Der sieht trotz dunkler Sonnebrille auch am ehesten dem Tod ins Auge. Autofahren in China ist eine heikle Angelegenheit. Es ist nicht etwa so, dass es keine Regeln gäbe, nur hält sich im Prinzip niemand daran. Die Geschwindigkeitsbegrenzung innerorts liegt bei 60, in der Praxis gilt sie nur an Orten, an denen feste Radarfallen installiert sind. Ampeln werden nur dann als solche anerkannt, wenn auch andere Verkehrsteilnehmer vor Ort sind. Rechtsüberholen ist verboten, nur kümmert sich niemand darum, weil auch das Rechtsfahrgebot konsequent ignoriert wird.

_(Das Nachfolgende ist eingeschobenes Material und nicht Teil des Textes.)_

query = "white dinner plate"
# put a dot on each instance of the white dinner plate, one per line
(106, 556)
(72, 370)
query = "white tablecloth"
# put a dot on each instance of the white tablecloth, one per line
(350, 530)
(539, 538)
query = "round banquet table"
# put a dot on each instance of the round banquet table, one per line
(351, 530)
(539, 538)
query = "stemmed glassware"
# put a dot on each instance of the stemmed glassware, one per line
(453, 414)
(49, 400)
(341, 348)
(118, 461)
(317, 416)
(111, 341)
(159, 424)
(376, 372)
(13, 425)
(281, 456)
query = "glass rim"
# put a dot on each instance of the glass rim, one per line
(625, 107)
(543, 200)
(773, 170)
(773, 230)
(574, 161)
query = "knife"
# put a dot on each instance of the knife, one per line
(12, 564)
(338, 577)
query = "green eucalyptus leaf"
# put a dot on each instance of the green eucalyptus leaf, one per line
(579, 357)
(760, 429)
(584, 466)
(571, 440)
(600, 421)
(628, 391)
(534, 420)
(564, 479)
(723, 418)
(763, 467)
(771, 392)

Wilder Osten auf den Straßen
Die wichtigste Regel, die der todesmutige Autofahrer in China beachten muss ist: Wo eine Lücke ist, darfst du auch reinstechen. Selbstredend ist es in der ein oder anderen Situation durchaus diskussionsfähig, ob da eine Lücke war oder nicht, und wer sie zuerst gesehen hat. Im Prinzip funktioniert der Verkehr wie in der Formel 1, nur dass es am Ende keine Rennkommissare gibt, die sich den Vorfall aus acht Perspektiven und in 32 Wiederholungen noch einmal ansehen.
Und so kollidiert der Chinese im Allgemeinen derart, dass er anschließend sofort das Weite sucht, falls der Zustand des Fahrzeugs das noch zulässt. Falls nicht, versucht man sich vor Ort zu einigen. In jedem Fall vermeidet man gern das Rufen der Polizei, was langwierig und teuer sein kann, ohne dass die Aussichten auf Gewinnen des Streitfalles sich damit erhöhen.
Das Roadbook rät, sich in jedem Fall vor größeren Limousinen in Acht zu nehmen. Deren Lenker sähen sich gern über dem Gesetz, und in vielen Fällen träfe das auch zu. Und so ragt das linke hintere Rücklicht des großen Volvo Besitz ergreifend in unsere Spur. Den Blinker zu setzen, hielt der Eigner nicht für nötig. Allein die Röte des Rücklichts und die schiere Masse seines schwarz lackierten Schweden-Stahls sollten reichen, um die Richtung Westen rollende Masse hinreichend einzuschüchtern. Andreas geht lieber mal vom Gas, vermutlich eine weise Entscheidung.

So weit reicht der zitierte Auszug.